En una entrevista con el programa Fuego Cruzado, Arellano señaló que ya no existen argumentos para postergar el cumplimiento de la norma y expresó su expectativa de que la administración de Javier Milei la acate en la liquidación de haberes de este mes.
«La ley está aprobada y el amparo quedó firme. El Gobierno está absolutamente obligado a aplicar la recomposición salarial de docentes y no docentes y el tema de las becas estudiantiles. Ya no hay excusas», sostuvo.
El rector recordó que, durante la discusión judicial, el Ejecutivo había argumentado que debía esperar una resolución definitiva. Sin embargo, consideró que esa instancia ya fue superada y advirtió que un eventual incumplimiento tendría una gravedad institucional mayor.
«Espero que a fin de mes hagan los deberes como deben hacerlo. Respetar la ley y respetar la decisión de la Justicia», afirmó. Aunque evitó anticipar un escenario de conflicto, remarcó que desconocer el fallo «sería extremadamente grave».
En ese sentido, indicó que el propio subsecretario de Políticas Universitarias, Alejandro Álvarez, manifestó públicamente que el Gobierno aplicaría la ley si la resolución judicial quedaba firme. «No necesitamos que lo comuniquen; simplemente tienen que cumplirla», señaló.
Arellano insistió en que la discusión ya no pasa por la validez de la norma, sino por su aplicación concreta. En ese marco, remarcó que la universidad pública necesita previsibilidad para sostener su funcionamiento y que las demoras en la ejecución de la ley impactan directamente en docentes, no docentes y estudiantes.
«Shutdown»
Durante la entrevista, Arellano también cuestionó el proyecto de Presupuesto 2027 enviado por el Ejecutivo nacional al Congreso. Consideró «inusual» que haya sido presentado con tanta anticipación y advirtió que prevé recortes en áreas sensibles como educación y salud.
Además, expresó su preocupación por la incorporación de un mecanismo similar al denominado «shutdown» estadounidense, al entender que podría habilitar al Gobierno a suspender pagos a sectores esenciales si se ve comprometida la meta de déficit cero.

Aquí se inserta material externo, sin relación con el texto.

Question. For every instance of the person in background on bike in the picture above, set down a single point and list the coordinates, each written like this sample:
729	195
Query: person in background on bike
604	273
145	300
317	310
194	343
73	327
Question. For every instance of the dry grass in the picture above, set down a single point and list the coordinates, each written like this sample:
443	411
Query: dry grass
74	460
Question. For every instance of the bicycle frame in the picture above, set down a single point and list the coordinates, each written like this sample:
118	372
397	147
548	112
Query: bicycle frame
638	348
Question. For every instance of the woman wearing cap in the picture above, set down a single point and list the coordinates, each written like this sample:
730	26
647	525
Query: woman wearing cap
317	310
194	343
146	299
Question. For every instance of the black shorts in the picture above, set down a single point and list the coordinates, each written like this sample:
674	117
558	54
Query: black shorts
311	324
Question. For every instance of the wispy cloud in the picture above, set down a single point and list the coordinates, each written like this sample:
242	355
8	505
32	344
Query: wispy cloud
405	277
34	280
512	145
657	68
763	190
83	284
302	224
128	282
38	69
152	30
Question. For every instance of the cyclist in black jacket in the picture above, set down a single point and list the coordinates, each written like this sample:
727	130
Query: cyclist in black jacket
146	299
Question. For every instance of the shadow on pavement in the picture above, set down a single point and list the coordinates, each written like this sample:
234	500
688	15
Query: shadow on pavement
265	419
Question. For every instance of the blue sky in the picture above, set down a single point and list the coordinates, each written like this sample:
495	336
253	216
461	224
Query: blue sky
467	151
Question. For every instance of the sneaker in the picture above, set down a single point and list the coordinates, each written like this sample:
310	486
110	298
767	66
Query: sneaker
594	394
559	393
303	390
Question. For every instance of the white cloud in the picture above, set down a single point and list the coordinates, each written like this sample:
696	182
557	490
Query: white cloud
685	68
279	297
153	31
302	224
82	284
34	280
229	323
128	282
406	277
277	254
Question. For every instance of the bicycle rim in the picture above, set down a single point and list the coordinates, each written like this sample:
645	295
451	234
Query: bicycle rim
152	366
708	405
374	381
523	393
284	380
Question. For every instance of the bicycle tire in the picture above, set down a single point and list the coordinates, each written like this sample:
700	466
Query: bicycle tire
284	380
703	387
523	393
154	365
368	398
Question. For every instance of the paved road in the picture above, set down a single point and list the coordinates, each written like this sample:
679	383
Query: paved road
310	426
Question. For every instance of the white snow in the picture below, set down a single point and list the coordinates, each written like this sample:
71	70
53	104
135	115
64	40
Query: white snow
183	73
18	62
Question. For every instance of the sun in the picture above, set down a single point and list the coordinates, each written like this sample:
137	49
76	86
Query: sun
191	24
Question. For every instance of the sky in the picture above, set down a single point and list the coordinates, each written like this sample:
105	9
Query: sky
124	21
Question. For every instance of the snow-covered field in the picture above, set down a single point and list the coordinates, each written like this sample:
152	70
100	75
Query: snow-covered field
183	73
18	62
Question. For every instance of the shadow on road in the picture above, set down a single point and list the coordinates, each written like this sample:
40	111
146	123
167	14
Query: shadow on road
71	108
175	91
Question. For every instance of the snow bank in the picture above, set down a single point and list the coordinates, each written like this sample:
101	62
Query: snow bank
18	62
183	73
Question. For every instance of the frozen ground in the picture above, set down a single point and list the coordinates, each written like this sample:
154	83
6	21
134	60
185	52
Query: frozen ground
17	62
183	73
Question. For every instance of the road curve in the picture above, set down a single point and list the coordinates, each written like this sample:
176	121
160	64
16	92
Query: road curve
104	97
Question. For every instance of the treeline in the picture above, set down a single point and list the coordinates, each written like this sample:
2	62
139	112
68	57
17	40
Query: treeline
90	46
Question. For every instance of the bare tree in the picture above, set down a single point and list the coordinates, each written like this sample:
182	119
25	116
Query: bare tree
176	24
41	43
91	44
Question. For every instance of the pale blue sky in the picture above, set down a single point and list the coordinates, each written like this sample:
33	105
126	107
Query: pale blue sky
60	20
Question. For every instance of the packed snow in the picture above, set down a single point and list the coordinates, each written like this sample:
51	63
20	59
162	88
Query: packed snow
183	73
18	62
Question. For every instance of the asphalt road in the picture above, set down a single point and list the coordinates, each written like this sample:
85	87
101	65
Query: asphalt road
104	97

«Si no hay plata, directamente se autorizaría al Gobierno a no pagarles ni a los médicos ni a los profesores universitarios. Eso es una locura», cuestionó.
El rector también vinculó la situación presupuestaria con el modelo económico impulsado por la administración nacional. Sostuvo que el crecimiento basado en sectores como la minería, Vaca Muerta o el agro no garantiza desarrollo si no genera empleo ni mejora la distribución de la riqueza.
Finalmente, defendió el rol estratégico de la universidad pública y consideró que el respaldo social demostrado durante el conflicto universitario refleja que la educación continúa siendo una prioridad para las familias argentinas.
«La sociedad sabe que la única manera de que sus hijos tengan un futuro mejor es a través de la educación. Ningún buen padre quiere que su hijo no estudie», concluyó.